Another major point arising from the analysis is the diversification of research topics over time. Initially, it was dominated by traditional applications of stochastic models in domains like HIV and cancer. However, with trend topics and co-occurrence of keywords, it clearly shows that a shift happened in stochastic modeling by incorporating more advanced computational techniques like machine learning and deep learning. This is most evident in terms of the recent global health crises, whereby accurate and timely predictions mean effective intervention strategies.

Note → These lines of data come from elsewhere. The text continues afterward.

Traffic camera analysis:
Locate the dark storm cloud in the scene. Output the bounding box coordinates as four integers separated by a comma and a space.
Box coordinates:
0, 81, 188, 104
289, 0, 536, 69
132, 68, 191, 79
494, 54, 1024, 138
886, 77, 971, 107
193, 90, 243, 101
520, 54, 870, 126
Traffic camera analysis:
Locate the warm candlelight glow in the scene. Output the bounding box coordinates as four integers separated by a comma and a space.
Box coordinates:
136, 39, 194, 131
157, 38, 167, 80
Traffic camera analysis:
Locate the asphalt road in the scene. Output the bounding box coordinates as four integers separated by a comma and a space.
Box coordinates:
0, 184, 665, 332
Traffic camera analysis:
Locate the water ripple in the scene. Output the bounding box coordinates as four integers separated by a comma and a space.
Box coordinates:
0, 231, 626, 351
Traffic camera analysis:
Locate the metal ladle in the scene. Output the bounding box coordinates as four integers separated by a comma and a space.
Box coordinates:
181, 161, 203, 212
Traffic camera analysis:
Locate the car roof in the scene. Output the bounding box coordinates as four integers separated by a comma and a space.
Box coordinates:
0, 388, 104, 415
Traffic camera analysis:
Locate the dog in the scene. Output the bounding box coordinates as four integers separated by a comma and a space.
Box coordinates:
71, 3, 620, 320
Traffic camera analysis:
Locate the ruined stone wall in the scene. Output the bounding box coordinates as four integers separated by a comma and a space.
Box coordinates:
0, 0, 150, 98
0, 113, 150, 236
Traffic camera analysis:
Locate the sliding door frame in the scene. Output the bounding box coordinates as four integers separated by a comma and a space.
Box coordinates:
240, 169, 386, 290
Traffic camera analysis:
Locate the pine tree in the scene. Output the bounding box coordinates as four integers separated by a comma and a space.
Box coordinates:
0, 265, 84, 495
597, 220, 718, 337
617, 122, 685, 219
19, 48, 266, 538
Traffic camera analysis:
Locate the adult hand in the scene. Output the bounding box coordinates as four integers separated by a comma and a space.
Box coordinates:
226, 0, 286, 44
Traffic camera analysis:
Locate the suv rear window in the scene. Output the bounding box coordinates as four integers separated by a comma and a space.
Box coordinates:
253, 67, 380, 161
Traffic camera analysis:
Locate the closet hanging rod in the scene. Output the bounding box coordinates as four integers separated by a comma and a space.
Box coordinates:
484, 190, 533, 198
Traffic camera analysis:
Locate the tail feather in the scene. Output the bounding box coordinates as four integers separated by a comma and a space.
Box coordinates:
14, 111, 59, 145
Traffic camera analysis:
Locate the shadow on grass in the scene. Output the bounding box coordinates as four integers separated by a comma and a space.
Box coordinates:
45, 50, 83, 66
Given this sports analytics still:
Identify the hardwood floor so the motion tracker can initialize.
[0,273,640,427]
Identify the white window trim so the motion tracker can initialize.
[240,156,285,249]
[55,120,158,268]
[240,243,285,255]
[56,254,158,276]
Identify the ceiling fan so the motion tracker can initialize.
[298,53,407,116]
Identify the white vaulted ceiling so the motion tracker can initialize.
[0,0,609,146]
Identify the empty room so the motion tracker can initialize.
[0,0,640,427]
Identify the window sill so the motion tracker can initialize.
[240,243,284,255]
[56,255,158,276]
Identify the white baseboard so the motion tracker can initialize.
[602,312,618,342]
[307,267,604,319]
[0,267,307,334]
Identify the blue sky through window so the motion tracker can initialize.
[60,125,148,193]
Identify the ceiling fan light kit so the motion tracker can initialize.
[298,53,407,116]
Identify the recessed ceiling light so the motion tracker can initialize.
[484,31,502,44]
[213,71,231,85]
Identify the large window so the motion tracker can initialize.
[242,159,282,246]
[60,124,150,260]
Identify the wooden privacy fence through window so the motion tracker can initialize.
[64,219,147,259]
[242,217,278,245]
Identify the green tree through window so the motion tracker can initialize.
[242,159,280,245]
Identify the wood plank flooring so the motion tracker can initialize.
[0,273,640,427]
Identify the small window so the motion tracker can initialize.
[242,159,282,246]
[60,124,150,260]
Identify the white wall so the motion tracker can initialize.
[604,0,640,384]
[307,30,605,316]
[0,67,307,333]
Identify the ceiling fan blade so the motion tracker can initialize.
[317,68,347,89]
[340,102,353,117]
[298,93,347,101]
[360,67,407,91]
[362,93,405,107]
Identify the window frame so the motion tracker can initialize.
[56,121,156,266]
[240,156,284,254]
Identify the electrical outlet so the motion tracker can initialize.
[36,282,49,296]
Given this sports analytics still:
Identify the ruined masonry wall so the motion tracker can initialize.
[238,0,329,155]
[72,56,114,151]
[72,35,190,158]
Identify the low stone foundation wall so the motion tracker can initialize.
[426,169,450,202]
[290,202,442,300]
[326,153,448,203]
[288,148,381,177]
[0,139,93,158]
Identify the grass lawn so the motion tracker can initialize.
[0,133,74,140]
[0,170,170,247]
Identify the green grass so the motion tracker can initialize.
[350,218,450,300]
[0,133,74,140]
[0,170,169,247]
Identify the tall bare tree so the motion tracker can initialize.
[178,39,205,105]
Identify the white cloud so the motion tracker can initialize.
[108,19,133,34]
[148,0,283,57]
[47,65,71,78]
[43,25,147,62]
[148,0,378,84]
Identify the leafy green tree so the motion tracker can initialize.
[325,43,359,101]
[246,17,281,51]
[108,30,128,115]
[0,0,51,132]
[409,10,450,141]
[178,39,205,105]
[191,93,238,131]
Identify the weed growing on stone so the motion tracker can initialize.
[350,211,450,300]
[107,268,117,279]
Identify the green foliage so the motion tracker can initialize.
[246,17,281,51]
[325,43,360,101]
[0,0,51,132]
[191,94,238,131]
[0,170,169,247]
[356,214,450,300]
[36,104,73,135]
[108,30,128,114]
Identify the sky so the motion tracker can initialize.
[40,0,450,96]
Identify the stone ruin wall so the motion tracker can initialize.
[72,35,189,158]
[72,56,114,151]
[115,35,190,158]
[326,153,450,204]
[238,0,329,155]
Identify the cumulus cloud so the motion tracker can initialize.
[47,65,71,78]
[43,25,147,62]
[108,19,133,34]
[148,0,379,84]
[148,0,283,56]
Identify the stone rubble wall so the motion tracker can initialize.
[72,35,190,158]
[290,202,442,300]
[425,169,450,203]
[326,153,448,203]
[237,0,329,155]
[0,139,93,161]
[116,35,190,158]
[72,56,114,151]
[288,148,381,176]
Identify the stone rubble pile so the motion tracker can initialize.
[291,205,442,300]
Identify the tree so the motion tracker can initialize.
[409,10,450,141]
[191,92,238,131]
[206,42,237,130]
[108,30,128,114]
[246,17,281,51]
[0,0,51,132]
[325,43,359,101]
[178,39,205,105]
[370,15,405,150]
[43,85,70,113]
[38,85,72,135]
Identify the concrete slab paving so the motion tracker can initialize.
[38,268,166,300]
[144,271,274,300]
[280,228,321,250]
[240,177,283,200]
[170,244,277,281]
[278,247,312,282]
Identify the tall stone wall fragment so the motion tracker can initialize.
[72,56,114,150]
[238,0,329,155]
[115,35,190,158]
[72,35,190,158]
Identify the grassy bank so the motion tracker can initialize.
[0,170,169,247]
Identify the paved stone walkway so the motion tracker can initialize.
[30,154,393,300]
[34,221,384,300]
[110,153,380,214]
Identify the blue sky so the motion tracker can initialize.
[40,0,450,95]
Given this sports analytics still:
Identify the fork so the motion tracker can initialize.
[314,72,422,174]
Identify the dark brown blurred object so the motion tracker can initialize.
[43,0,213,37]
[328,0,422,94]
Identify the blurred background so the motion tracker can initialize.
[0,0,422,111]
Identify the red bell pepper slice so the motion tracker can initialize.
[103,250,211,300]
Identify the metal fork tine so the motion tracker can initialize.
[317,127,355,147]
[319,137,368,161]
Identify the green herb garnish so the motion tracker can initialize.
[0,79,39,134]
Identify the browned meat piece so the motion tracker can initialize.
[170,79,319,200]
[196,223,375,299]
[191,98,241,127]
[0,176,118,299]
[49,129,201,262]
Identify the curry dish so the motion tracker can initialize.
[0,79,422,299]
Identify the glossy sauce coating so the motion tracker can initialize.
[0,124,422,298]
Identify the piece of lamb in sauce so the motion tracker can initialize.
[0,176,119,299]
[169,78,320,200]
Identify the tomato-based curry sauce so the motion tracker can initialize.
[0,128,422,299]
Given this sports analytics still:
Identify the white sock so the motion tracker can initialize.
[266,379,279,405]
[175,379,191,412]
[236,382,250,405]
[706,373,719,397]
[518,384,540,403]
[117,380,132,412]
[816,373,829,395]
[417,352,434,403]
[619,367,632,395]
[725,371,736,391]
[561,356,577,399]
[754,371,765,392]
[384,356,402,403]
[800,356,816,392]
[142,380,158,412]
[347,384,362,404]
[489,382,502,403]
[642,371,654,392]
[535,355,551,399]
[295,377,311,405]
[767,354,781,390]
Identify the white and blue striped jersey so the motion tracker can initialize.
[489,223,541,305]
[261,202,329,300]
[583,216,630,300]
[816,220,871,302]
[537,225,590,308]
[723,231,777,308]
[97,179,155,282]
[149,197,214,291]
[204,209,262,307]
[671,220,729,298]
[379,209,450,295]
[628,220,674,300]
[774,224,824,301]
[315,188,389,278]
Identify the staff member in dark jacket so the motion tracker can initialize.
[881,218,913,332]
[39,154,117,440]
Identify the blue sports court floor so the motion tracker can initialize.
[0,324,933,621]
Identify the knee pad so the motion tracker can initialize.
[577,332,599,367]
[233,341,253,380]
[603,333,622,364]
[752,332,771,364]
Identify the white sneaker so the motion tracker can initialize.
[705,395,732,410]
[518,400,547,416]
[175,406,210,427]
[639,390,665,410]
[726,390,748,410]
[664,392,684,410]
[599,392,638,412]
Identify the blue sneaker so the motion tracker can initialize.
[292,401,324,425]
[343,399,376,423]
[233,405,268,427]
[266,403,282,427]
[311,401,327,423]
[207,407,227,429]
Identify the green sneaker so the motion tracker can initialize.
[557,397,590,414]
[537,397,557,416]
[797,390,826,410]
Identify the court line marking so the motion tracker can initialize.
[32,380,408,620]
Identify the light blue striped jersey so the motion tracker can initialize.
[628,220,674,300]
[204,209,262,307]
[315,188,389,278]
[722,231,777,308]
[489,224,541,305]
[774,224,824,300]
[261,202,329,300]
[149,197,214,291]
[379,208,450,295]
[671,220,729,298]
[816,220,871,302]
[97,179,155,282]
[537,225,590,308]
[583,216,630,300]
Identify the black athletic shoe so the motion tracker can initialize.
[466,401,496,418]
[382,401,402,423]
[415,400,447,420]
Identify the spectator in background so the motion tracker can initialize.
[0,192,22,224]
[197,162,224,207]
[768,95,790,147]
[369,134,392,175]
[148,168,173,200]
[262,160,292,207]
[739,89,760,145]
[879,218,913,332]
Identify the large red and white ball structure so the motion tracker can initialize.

This thematic map further underlines the maturity of some research areas, with such themes as stochastic processes and epidemic modeling being both central and well-developed. These areas have contributed a great deal toward building up our insight into the dynamics of diseases, along with developing robust predictive models. In contrast, underlining themes such as gradient methods and stochastic gradient descent indicate that there is a continuous innovation in the use of these models in handling large datasets and model improvement, especially.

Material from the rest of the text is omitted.